ELECTED OFFICIALS MUST NEVER BECOME TOO BIG FOR THEIR BREECHES, SAYS AMERICAN POLITICAL ANALYST MICHAEL STEELE

Basseterre, St. Kitts, January 09, 2017 (SKNIS): Former Republican National Committee Chairman and MSNBC Political Analyst Michael Steele said that elected officials must never forget that their office is a public one that is dependent on public support.

Mr. Steele’s advice came while being the featured speaker at the Prime Minister’s Annual New Year’s Gala at the St. Kitts Marriott Resort and Royal Beach Casino on January 7, 2017.

“When you become detached as an elected official, when you become too big for your breeches as my momma used to tell me, when you assume that election after election, vote after vote, you’ve got it in your pocket, that’s when you’ve lost, even though you may win the election,” said Mr. Steele, while citing the example of the former Republican majority leader of the United States Congress.

“I’m thinking of the former majority leader of the Congress, Eric Cantor, from Virginia, who forgot the people who elected him, who then reminded him when they unseated him as the sitting majority leader,” said Mr.
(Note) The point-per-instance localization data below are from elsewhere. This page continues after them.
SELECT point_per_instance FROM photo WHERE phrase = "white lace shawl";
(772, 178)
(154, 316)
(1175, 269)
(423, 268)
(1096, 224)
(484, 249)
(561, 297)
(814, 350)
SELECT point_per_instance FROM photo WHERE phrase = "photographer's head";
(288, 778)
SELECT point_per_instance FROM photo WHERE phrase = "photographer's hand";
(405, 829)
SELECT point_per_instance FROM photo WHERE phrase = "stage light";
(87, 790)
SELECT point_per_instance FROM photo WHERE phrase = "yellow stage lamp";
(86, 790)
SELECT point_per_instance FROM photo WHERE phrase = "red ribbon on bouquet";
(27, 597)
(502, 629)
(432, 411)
Steele,author of the book “Right Now: A 12-Step Program For Defeating The Obama Agenda”.

“That was the demon, the devil in the details that Hillary Clinton could not overcome—that no matter how long her legacy, no matter how many years she had in public life—in this moment, at this hour, the folks were looking for a different relationship. People were expecting something different,” he said.
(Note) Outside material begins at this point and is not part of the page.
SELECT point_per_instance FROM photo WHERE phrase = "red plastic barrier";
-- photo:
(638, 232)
“If ever there was a change election in America, this election was it and yet no one believed it, no one saw it, least of all the people running for office. It wasn’t just Hillary Clinton’s problem, it was Jeff Bush’s problem, Marco Rubio’s problem—the 15 men and women who stood on that stage opposite Donald Trump didn’t get it. But say what you may, and there is a lot to say about Donald Trump—he got it. He connected with people in the real, up close, in their face, personal. He got players to stop playing the game because he was changing the game in front of their eyes and there was nothing they could do about it,” Mr. Steele added.

Mr. Steele, who was the first African American to be elected to statewide office in Maryland, taking office as lieutenant governor in January 2003, said that politics is “a very personal game.”

“At the end of the day, politics is a very personal game. It’s up close; it’s in your face. You smell each other; you reach out and you can touch them; you feel them—at least that’s what you’re supposed to be able to do,” he said.